Paper Information
Citation: Casey, R., et al. (1993). Optical Recognition of Chemical Graphics. Proceedings of 2nd International Conference on Document Analysis and Recognition (ICDAR ‘93), 627-631. https://doi.org/10.1109/ICDAR.1993.395658
Publication: ICDAR 1993
What kind of paper is this?
Method. This paper proposes a novel architectural pipeline for the automatic recognition of chemical structure diagrams. It defines a specific sequence of algorithmic steps - including diagram separation, vectorization, segmentation, and structural analysis - to convert pixel data into a semantic chemical representation (MDL Molfile).
What is the motivation?
Problem: In 1993, vast databases of chemical information existed, but the entry of graphical data was significantly less advanced than the facilities for manipulating it.
Gap: Creating digital chemical structures required trained operators to manually redraw diagrams that already existed in printed journals and catalogs, leading to a costly duplication of effort.
Goal: To automate the creation of coded representations (connection tables) directly from optically scanned diagrams on printed pages.
What is the novelty here?
Pipeline Approach: The authors present a complete end-to-end system that integrates general document analysis with domain-specific chemical rules.
Convex Bounding Separation: A novel use of “bounding polygons” defined by 8 fixed-direction bands to distinguish diagram components from text with linear computational cost.
Vector-Based Segmentation: Instead of pixel-based segmentation, the system uses the output of a vectorizer (GIFTS) to classify diagram elements. It relies on the observation that vectorizers approximate characters with sets of short vectors to distinguish them from bonds.
What experiments were performed?
System Implementation: The algorithm was implemented in ‘C’ on IBM PS/2 personal computers running OS/2 Presentation Manager.
Input Specification: The system was tested on documents scanned at 300 dpi using an IBM 3119 scanner.
Qualitative Evaluation: The authors evaluated the system on “typical scanned structures” and “simple planar diagrams”. Large-scale quantitative benchmarking was not conducted in this work.
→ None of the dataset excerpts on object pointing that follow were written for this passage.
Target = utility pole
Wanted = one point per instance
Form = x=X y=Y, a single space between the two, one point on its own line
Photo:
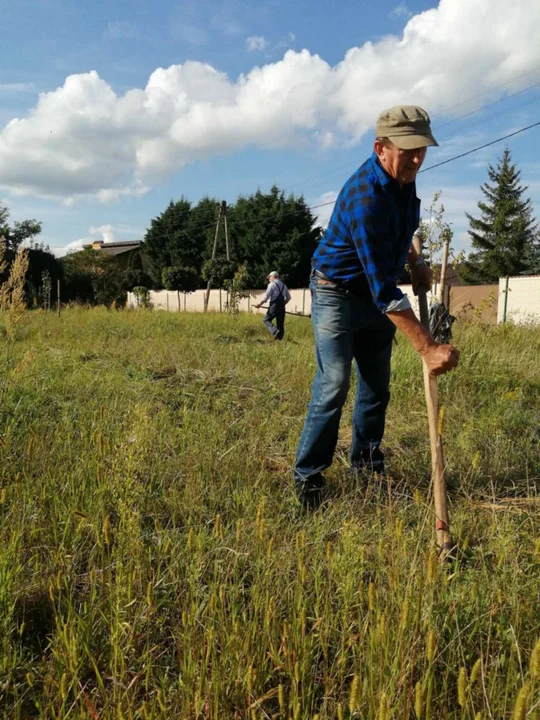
x=222 y=216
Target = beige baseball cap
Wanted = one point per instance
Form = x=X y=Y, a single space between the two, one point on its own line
x=407 y=126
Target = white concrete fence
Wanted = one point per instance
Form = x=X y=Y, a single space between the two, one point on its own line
x=518 y=302
x=172 y=301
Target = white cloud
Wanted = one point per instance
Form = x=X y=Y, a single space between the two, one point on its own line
x=17 y=88
x=84 y=140
x=256 y=42
x=106 y=231
x=400 y=11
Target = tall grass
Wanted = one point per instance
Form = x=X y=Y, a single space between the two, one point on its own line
x=154 y=563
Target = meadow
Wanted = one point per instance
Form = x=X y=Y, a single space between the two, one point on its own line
x=154 y=562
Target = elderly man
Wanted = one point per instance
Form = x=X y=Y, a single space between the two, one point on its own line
x=278 y=295
x=356 y=304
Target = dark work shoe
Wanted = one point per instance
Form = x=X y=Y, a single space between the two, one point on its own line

What were the outcomes and conclusions drawn?
Performance: The prototype processes a typical structure (after extraction) in less than one minute.
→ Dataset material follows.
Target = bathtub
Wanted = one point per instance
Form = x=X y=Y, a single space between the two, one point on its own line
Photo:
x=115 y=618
Accuracy: It is reported to be accurate for simple planar diagrams.
Output Format: The system successfully generates MDL Molfiles that interface with standard chemistry software like REACCS, MACCS, and modeling tools.
Limitations: The system struggles with broken lines, characters touching bond structures, and requires manual intervention for complex errors.
Reproducibility Details
Data
The paper does not release a dataset but specifies the input requirements for the system.
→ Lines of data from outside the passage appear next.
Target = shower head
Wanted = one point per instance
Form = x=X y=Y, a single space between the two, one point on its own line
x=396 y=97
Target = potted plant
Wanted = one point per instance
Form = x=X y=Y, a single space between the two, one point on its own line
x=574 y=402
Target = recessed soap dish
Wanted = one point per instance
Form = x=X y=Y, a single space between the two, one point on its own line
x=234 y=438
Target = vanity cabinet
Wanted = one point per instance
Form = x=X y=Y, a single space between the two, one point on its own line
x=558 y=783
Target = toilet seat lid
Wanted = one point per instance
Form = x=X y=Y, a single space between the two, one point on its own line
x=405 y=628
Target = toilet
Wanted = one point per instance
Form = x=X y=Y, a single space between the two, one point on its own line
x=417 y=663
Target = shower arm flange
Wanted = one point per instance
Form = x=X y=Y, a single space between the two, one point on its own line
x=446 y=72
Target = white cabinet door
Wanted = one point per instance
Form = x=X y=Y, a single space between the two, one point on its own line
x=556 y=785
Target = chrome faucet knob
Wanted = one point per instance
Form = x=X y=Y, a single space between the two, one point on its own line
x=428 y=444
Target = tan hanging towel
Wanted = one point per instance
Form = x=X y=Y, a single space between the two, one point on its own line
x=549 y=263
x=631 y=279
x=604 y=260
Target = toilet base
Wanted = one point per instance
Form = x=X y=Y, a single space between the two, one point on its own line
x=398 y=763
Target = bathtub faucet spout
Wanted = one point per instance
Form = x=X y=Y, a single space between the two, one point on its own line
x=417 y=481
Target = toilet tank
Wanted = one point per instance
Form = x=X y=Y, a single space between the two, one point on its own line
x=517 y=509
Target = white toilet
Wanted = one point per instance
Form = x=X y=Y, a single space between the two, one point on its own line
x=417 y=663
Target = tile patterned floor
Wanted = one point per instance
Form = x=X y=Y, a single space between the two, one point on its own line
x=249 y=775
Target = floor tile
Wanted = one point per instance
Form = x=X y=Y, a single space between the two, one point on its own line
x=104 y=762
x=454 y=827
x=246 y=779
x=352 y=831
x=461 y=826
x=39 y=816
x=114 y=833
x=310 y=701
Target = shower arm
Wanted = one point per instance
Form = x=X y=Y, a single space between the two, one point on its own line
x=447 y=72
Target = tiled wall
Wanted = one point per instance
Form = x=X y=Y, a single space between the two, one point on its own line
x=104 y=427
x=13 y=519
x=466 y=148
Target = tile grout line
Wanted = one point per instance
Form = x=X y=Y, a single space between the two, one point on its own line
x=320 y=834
| Purpose | Dataset | Size | Notes |
|---|---|---|---|
| Input | Scanned Documents | N/A | Black ink on white paper; scanned at 300 dpi bi-level. |
Algorithms
The paper relies on a pipeline of specific heuristics and geometric rules.
1. Diagram Separation (Region Growing)
- Bounding Polygons: Uses convex polygons defined by pairs of parallel sides in 8 fixed directions. This approximation improves distance estimation compared to bounding rectangles.
- Seed Detection: Finds a connected component with dimension $> d$ (where $d$ > max character size).
- Aggregation: Iteratively searches for neighboring components within a specific distance threshold (smaller than the whitespace margin) and merges them into the bounding polygon.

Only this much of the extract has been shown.